Men Need Change of Heart to Improve Heart Health
By Martha Michael
When you turn to social media, especially if you happen to catch the posts of young females, you’re bound to see photos with their hands curled tightly into the shape of a heart. It’s often a message aimed at an audience of one – usually a particular young man.
But, while the woman’s heartfelt affection may get the full attention of the targeted male, the state of his physical heart may go largely unnoticed.
The dangers for individuals who avoid medical care is so pronounced that the American Heart Association has, literally, chosen a poster boy to warn people that ignoring symptoms can lead to major illness, or even death. An article on the AHA’s website features heart failure survivor James Young II, who spoke at the American Heart Association’s Scientific Sessions last fall in New Orleans.
Like many adults his age, Young wasn’t particularly concerned about his health when he was in his 20s and 30s. And not only that, his lifestyle included such counterproductive practices as frequent fast food, beers after work and smoking. Weight gain was something Young simply accepted, but his legs were widening for other reasons. He experienced excessive swelling because he was retaining fluid – which is symptomatic of heart failure.
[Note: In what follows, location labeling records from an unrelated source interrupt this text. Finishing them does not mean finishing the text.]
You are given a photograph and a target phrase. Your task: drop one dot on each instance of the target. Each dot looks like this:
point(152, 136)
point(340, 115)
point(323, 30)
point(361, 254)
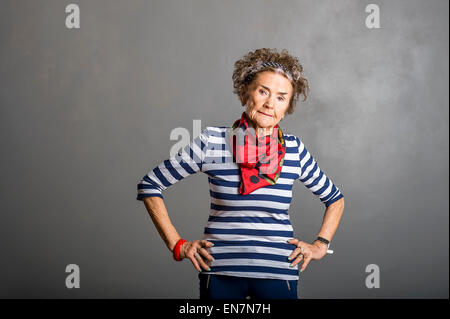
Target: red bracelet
point(177, 248)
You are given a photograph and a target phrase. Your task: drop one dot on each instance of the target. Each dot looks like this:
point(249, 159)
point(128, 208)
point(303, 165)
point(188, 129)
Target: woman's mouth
point(265, 114)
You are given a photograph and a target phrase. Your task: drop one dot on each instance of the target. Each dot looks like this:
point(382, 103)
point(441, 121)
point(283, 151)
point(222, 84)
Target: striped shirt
point(249, 232)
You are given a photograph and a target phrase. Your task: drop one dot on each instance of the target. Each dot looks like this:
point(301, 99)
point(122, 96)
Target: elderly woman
point(248, 249)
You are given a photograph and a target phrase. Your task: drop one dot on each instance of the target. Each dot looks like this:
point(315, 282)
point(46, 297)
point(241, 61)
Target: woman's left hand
point(307, 252)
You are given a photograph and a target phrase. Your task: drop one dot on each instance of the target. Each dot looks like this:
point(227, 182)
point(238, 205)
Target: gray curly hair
point(260, 60)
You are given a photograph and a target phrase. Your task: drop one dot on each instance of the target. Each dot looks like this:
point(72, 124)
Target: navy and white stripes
point(249, 232)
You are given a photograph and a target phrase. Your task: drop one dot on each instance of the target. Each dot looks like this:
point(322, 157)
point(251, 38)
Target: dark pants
point(231, 287)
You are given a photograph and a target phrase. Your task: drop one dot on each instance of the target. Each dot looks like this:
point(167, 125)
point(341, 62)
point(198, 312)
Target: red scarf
point(260, 158)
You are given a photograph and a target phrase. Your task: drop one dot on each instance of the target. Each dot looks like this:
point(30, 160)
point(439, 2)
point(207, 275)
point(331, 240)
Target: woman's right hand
point(197, 253)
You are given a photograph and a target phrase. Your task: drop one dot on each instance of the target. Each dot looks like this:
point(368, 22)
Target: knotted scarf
point(260, 159)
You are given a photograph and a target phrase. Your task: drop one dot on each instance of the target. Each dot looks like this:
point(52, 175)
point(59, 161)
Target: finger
point(203, 252)
point(296, 261)
point(194, 262)
point(305, 263)
point(294, 253)
point(201, 262)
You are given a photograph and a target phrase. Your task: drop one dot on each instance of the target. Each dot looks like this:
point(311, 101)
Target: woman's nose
point(269, 103)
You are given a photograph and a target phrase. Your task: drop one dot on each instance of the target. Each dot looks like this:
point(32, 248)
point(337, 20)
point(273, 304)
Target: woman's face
point(267, 101)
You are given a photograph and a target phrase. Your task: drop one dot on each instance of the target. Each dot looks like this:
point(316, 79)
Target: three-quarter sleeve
point(315, 179)
point(186, 162)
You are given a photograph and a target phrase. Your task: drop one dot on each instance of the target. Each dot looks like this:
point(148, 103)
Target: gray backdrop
point(85, 113)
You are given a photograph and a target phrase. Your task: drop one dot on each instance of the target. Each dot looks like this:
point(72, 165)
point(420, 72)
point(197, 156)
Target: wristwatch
point(323, 240)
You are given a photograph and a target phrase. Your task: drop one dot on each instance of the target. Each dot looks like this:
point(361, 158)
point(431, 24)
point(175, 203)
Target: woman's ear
point(243, 95)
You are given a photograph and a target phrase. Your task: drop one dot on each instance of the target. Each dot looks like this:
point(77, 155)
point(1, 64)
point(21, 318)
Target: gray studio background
point(85, 113)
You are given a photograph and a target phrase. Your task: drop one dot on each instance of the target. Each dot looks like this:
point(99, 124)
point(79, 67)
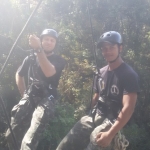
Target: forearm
point(94, 100)
point(20, 84)
point(121, 121)
point(47, 68)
“I thought it would just go away,” said Young, a graphic designer from Detroit. “Deep down, I think I was afraid of learning the truth.”
By the time he saw a doctor he had “very high blood pressure, type 2 diabetes, pneumonia, and kidney disease.” A physician prescribed him medications and instructed him to return weekly so they could monitor him.
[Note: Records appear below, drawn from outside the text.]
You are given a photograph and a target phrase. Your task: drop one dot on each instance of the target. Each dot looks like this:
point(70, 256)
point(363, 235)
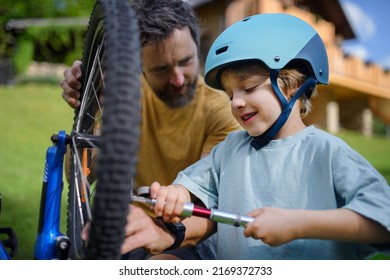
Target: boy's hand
point(274, 226)
point(170, 201)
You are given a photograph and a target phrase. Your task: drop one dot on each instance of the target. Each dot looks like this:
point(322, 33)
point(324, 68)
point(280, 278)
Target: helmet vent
point(221, 50)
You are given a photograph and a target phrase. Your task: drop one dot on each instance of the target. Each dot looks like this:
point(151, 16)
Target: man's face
point(172, 68)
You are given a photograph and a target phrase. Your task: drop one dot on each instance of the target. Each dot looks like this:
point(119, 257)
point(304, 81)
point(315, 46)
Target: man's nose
point(177, 77)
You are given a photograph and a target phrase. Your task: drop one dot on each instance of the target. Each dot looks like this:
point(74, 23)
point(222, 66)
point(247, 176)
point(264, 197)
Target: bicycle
point(101, 150)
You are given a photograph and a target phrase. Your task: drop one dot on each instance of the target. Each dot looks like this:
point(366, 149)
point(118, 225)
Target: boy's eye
point(250, 89)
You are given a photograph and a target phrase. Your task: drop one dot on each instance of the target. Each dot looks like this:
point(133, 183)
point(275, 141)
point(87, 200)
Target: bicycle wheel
point(105, 135)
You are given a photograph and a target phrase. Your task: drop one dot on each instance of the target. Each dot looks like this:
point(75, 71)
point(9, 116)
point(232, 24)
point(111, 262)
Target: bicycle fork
point(50, 242)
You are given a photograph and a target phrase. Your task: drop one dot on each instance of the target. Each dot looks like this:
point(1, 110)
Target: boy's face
point(253, 101)
point(172, 67)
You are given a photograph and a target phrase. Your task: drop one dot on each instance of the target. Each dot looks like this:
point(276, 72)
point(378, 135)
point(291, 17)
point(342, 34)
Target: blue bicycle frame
point(50, 242)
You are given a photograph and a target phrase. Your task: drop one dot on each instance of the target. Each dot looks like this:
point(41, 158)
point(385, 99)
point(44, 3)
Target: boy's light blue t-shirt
point(309, 170)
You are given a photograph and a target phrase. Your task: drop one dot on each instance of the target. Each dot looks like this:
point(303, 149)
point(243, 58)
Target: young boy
point(311, 195)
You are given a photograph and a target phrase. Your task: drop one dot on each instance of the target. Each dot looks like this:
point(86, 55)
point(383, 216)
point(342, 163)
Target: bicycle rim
point(104, 147)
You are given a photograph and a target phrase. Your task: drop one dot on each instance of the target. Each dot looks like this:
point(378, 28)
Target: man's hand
point(71, 84)
point(143, 231)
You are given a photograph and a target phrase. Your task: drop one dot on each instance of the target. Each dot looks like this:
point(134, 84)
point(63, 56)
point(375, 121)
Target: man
point(182, 118)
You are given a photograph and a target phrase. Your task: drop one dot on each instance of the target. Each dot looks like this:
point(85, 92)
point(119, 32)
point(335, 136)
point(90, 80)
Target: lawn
point(30, 114)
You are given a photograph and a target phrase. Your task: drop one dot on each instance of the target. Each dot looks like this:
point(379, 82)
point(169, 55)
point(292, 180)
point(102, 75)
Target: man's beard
point(178, 100)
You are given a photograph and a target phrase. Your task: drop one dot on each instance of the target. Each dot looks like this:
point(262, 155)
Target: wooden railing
point(345, 70)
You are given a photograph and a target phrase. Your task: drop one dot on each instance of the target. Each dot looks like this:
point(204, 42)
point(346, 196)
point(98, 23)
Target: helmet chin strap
point(260, 141)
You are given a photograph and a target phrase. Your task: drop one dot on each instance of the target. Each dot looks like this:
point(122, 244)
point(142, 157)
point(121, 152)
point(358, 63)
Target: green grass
point(30, 114)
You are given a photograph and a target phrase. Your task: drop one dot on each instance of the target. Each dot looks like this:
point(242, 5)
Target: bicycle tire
point(109, 141)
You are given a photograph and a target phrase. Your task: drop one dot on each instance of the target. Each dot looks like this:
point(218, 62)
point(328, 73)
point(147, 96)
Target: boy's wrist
point(177, 231)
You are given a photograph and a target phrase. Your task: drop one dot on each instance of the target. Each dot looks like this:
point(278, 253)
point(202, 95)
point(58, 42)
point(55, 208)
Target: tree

Young ended up with heart failure, so they prescribed more medication and eventually had to admit him to the hospital.
The Pharmaceutical Bandage
While ignoring symptoms of serious illness eventually leads to the need for medication, the rush to pharmaceuticals is one reason that some people don’t see a medical professional regularly. There’s an unhealthy overemphasis on drug treatment, says the American Chiropractic Association website in a news story touting conservative treatment – manipulation before medication.
“Most MDs continue to focus on prescription medications as the starting point of pain management, with limited consideration of chiropractic referrals,” the site says. “While chiropractic manipulation is commonly listed as a reasonable course of care and suggested in the Journal of the American Medical Association’s patient handout as a valid treatment option, it is still highly underutilized.”
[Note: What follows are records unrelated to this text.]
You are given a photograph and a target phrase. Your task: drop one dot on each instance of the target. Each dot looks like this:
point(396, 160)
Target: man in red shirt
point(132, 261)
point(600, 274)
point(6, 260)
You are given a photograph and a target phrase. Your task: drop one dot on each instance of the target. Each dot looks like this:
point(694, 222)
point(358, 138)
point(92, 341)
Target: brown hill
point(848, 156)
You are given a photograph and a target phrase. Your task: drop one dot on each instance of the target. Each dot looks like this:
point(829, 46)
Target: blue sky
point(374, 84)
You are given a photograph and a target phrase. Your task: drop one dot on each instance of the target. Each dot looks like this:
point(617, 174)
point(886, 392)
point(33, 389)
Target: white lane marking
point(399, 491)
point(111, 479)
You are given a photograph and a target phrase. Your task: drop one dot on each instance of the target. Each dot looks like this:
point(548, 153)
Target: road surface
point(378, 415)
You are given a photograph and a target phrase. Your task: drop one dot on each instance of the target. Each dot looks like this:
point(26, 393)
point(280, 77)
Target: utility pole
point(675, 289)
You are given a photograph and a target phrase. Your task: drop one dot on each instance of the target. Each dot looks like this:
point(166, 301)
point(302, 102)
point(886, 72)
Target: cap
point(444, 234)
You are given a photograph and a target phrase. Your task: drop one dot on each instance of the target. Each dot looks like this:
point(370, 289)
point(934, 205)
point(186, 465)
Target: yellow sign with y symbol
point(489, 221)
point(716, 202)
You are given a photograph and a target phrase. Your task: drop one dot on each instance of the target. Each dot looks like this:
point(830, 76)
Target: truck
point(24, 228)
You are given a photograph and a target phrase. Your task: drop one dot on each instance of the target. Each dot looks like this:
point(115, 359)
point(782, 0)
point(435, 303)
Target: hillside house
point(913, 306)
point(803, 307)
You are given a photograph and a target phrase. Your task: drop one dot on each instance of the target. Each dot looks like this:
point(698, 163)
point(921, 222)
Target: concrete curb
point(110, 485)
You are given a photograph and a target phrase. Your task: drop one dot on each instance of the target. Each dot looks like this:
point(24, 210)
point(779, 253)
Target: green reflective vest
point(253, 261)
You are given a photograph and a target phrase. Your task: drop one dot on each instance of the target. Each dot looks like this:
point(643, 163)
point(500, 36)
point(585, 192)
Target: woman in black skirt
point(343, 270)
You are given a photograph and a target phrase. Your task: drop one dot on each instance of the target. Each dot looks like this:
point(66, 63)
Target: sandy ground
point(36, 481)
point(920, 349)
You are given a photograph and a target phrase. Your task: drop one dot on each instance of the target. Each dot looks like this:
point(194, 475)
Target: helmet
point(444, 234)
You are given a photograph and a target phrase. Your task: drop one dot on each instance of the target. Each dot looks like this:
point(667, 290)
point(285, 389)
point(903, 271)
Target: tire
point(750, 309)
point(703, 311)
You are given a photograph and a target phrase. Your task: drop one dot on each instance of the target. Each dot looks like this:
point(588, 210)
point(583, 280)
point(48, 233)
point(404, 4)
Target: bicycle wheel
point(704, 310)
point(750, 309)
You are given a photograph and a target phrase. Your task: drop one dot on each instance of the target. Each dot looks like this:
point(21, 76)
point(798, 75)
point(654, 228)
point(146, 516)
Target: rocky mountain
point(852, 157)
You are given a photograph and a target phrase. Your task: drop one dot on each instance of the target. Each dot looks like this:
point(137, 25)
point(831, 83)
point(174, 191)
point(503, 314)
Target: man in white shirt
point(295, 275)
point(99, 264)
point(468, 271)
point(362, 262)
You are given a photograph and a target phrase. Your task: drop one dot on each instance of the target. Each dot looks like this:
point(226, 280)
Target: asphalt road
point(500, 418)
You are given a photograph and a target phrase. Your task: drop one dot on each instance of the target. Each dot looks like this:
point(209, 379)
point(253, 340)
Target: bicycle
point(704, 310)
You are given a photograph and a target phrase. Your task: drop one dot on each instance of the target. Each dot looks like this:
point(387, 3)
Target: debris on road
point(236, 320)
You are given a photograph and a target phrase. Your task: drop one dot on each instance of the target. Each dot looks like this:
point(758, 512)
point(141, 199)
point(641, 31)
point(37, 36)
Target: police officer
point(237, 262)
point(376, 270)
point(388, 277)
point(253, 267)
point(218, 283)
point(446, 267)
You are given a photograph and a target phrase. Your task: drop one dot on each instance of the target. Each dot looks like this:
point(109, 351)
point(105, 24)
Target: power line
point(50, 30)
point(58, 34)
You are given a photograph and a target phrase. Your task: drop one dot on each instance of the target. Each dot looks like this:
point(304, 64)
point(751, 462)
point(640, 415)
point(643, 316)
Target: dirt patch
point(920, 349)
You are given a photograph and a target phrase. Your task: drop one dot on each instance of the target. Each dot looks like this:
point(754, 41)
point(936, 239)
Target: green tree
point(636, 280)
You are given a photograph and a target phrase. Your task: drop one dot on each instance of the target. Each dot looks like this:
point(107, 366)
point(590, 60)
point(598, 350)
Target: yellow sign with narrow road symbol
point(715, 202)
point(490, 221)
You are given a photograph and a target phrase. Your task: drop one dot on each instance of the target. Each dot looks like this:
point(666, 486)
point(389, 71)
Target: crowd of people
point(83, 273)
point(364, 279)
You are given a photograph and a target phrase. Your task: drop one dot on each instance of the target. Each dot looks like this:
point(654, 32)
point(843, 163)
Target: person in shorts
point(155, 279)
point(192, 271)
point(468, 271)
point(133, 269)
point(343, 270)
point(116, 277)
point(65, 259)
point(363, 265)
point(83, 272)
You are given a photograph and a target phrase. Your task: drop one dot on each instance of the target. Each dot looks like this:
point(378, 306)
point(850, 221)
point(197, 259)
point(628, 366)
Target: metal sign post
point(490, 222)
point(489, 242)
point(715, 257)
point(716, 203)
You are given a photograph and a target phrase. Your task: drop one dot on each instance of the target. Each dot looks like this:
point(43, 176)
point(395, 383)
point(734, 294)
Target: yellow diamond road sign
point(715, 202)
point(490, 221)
Catching illnesses before they develop is one motive for making regular visits to your practitioner. Your problems are compounded when you fail to take your wellness seriously.
The Male Weakness
An article posted on Rutgers University News claims another reason for underreporting of health challenges is the male ego. Not only do men fail to go to the doctor in greater numbers than women, they have a gender bias when it comes to transparency about their symptoms.
“Men, who die on average five years earlier than women, prefer male doctors, but are more honest with female doctors,” says Ken Branson, the article’s writer.
Initially, the research by Rutgers psychologists was aimed at answering the question “Why do men die younger than women?”It’s not explained by sheer biology, according to Diana Sanchez, associate professor of psychology at the university.
Males who have stereotypical attitudes such as the belief they should be brave, self-reliant and suppress their emotions were the ones least likely to see medical practitioners regularly. Researchers theorize it’s related to a desire to appear strong. They have an aversion to being vulnerable with men, but feel no loss of status when doing the same with women.
Exposing the “cultural script” that makes men downplay their medical issues could become lifesaving motivation to stop ignoring the signs saying their bodies need attention. Taking this message to the information highway is an efficient method for promoting wellness practices. Hopefully, it’s the trend toward regular medical checkups that “goes viral,” and not the health conditions of the men.